La néophobie-alimentaire

http://www.infobebes.com/Bebe/Nutrition/Bebe-a-table/Petit-mangeur/La-neophobie-alimentaire

J’ai découvert avec stupéfaction cet article.

« Votre enfant refuse les aliments qu’il ne connaît pas ? Pas de panique ! Cette phase, appelée néophobie alimentaire, est très courante chez les enfants âgés de 18 mois à 6 ans. On fait le point pour dédramatiser et pour y remédier en douceur. »
Déjà je me pose la question « pourquoi un enfant refuse un aliment qu’il ne connait pas ? ». De mon point de vue, c’est qu’il n’en a jamais vu, peut être aussi qu’il n’a jamais vu un adulte ou un enfant en manger, peut être que physiologiquement son organisme ne supporte pas certains aliments. Un enfant qui a été un bébé allaité a goûté à travers le lait de sa mère, une multitude de saveur. Je serais curieuse de savoir quel type d’enfant la néophobie touche-t-elle.
La précision suivante a de quoi faire peur aux parents. La néophobie « c’est le fait pour un enfant d’être effrayé par tous les aliments qu’il ne connaît pas ». Le terme « effrayé » est peut être excessif. Entre refuser un aliment et être effrayé par lui, il y a une certaine marge.
On apprend ensuite que c’est « Une étape presque inévitable » « Elle touche 77 % des enfants âgés de 2 à 6 ans, elle est donc courante et normale. » Sympa comme information pour les parents. Voilà comment quelque chose de « courant » devient « normal ». Courant n’a rien à voir avec normal. Courant veut dire fréquent, normal veut dire naturel, deux choses différentes. J’ai été choqué en faculté de psychologie de voir que les études sont faites à partir de cas pathologiques, d’où les théories qui en découlent. Un enfant qui refuse de manger c’est un message qu’il envoie. Soit un problème médical (maladie, allergie) soit un blocage émotionnel, relationnel bref un truc qui n’est pas passé et qui fait qu’il ne veut ou ne peut pas manger.
Naturellement le petit d’homme est conçu physiologiquement pour être nourris du lait de sa mère.
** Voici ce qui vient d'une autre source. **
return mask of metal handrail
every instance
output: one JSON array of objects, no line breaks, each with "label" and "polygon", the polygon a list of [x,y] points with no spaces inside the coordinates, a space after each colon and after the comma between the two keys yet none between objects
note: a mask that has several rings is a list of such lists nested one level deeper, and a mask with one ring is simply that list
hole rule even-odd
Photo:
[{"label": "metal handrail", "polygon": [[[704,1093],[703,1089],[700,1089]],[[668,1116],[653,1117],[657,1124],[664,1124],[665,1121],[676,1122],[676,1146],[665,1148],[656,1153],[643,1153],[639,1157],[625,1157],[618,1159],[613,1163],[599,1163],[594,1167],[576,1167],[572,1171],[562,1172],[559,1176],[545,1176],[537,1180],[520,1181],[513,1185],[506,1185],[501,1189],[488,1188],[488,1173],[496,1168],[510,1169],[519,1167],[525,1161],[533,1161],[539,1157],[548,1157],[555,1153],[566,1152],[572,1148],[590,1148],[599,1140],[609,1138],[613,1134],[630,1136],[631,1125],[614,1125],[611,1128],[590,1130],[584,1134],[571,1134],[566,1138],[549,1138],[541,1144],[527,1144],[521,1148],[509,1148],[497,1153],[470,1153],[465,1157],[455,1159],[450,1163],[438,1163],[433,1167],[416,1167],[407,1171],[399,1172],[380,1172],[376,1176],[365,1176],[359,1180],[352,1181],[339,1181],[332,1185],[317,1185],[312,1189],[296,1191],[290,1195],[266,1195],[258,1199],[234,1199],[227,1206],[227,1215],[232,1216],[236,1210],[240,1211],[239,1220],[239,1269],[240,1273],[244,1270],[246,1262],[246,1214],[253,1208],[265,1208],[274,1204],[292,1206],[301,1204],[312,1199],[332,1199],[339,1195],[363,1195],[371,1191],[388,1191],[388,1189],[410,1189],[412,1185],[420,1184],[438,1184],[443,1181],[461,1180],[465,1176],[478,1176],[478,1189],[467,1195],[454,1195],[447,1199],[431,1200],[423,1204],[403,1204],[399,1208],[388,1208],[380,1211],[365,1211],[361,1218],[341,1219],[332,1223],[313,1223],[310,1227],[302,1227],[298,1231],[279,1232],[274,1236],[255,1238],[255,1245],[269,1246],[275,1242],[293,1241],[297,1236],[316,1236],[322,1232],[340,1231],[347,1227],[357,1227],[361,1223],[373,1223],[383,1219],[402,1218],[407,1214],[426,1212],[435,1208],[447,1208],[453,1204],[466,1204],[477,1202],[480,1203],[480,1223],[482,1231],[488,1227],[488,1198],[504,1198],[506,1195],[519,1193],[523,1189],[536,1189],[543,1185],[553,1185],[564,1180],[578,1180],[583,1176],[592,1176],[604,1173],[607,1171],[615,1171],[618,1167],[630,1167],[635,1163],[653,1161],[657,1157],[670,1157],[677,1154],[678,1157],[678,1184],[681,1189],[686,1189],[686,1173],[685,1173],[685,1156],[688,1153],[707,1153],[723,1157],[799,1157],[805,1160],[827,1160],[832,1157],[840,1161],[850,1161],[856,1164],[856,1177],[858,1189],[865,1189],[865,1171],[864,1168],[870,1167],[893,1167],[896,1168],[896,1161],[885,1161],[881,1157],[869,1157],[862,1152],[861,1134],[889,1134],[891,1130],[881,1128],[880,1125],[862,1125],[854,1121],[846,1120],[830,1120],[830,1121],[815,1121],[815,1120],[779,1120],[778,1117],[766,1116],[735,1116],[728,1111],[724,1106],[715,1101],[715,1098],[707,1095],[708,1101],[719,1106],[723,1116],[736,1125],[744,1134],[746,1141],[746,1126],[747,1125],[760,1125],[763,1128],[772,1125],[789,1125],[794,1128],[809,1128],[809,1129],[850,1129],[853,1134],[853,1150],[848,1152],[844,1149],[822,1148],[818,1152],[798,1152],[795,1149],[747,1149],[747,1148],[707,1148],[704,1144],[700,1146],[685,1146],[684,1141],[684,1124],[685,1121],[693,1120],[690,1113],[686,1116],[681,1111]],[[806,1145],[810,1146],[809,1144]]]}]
Ce lait, riche des saveurs de ce qu’elle consomme en plus de tout le reste, lui permet de découvrir et de s’éveiller au goût.
En plus de cela « elle dure quelques semaines à quelques mois » de quoi réjouir les parents, assistantes maternelles et autres personnes qui accompagnent l’enfant « Il peut toutefois arriver qu’elle dure plusieurs années » « tout dépend du comportement des adultes présent au moment des repas » explique l’auteur de l’article.
Il est précisé qu’il est nécessaire d’être calme et détendu, ce qui est totalement compréhensible, de ne pas focaliser sur le refus de l’enfant. Sauf qu’en tant que parent, voir son enfant qui ne mange pas, il est logique de s’inquiéter.

Le refus qui dure dans le temps « C’est le cas lorsque les enfants remarquent que leurs refus alimentaires leur donnent un certain pouvoir sur leurs parents. » On touche à la notion d’enfant-roi qui met tout le monde à terre et à son service en refusant les aliments dont il ne veut pas, charge à l’adulte de lui donner autre chose qu’il acceptera. Sauf que dans ce schéma, les adultes et l’enfant rentrent dans une situation de conflit et de rapport de force qui mènera à la défaite globale des deux parties.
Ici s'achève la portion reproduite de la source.